Ancient Ceylon, without any reservations, has enjoyed a very high distinction that only a few countries can match. From the various narrations of the many writers, both ancient and modern, embodying the nature’s conception of its past history, many spectacular stories have been moved around. Its beauty, its gems, and its spices had been well known to the Greeks and Romans, and so they named it “Taprobane.” Persian writers have electrified the reader's fantasy with accounts of its creation, and have talked wildly of the delights of the country, where Adam and Eve consoled themselves on the loss of Paradise.
The past history of the country is well documented, not merely in song and legend, but in records that have been verified by monuments, inscriptions, and coins, some of the columns found in the ancient cities are only second to the pyramids of Egypt in vastness and architectural interest.
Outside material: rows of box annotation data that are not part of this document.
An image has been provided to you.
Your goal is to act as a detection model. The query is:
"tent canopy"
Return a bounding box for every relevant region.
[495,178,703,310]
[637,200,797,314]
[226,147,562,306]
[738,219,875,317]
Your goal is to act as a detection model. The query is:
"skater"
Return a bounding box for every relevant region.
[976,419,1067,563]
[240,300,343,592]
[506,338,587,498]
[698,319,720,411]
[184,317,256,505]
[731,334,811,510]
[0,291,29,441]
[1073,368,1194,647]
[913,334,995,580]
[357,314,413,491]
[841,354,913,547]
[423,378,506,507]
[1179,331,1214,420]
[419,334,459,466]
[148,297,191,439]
To the traveller and the visitor, Ceylon offered alternatives even more than to the capitalist looking for investment opportunities. It has been said that the stranger can see on the hills of Ceylon, the graves of more Britishers than of Kandyan Kings. No dependency of the British could have presented more alternatives than Ceylon, to the intelligent traveller, to the botanist, to persons of science, or even to the politician and the sociologist.
The place of Ceylon on the map is unrivalled. To the traveller, there are abounding attractions in this beautiful Island, be he an artist, sportsman, naturalist, or scribe. The low, palm-fringed shores sink beneath the horizon, and the peak of Adam cloaks itself afar in a mantle of majestic mystery.
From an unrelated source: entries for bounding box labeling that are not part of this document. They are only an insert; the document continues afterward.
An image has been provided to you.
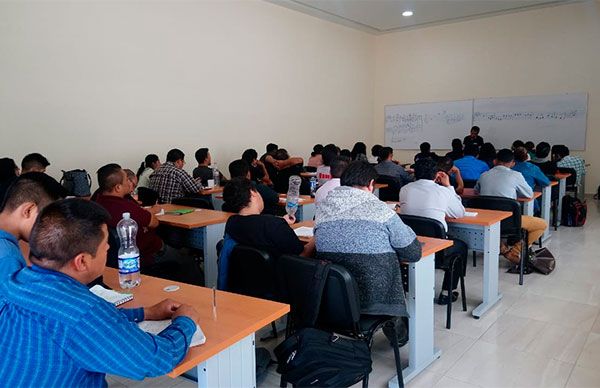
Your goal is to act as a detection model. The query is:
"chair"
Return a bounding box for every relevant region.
[276,255,404,387]
[171,197,215,210]
[138,187,158,206]
[467,195,529,285]
[400,214,467,329]
[376,175,402,202]
[227,244,277,341]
Ceylon could be regarded a huge tropical garden and from whatever direction it is approached it unfolds a scene of loveliness and grandeur unsurpassed. Ceylon has been pronounced for its natural beauty, historic and social interest, to be the showpiece of the universe. During the monsoon the Island is protected with a coral reef. The palm trees and other forms of vegetation, with their spreading leaf, extend from the coastline to the highest mountain at 8,296 feet above sea level. On the way to the mountains there is no spot of ground without its vegetation, always attractive, interesting, or curious.
Sri Lanka, like all developing countries has matured well and has faced its own measures of social, political and economic upheavals. Despite all these eruptions, this country has maintained an unbroken record of democracy since independence in 1945. Governments have changes on popular vote, but they have always taken place in a very peaceful manner.
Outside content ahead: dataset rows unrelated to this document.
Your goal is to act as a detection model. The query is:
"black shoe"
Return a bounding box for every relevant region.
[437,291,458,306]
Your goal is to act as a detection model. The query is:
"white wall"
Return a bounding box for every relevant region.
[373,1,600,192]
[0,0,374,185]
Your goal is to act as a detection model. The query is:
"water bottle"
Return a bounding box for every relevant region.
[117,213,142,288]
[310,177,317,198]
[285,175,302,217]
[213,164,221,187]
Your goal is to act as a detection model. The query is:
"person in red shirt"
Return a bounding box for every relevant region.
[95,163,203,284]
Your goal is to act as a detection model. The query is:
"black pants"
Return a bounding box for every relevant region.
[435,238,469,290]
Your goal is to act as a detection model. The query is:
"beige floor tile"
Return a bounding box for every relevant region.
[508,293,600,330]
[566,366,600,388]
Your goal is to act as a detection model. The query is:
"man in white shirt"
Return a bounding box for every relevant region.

Initially, when the country was referred to as Ceylon, it was a West-Minister form of government that prevailed, with a British Monarch as the head of the state, Executive Powers vested with the Prime Minister heading a Cabinet and a bicameral Legislature.
In 1972, the country became a Republic but decided to remain within the Common-wealth. The country’s name was then changed from Ceylon to Sri Lanka and the bicameral legislature became unicameral. The President remained as the Head of State, but the executive powers remained with the Prime Minister.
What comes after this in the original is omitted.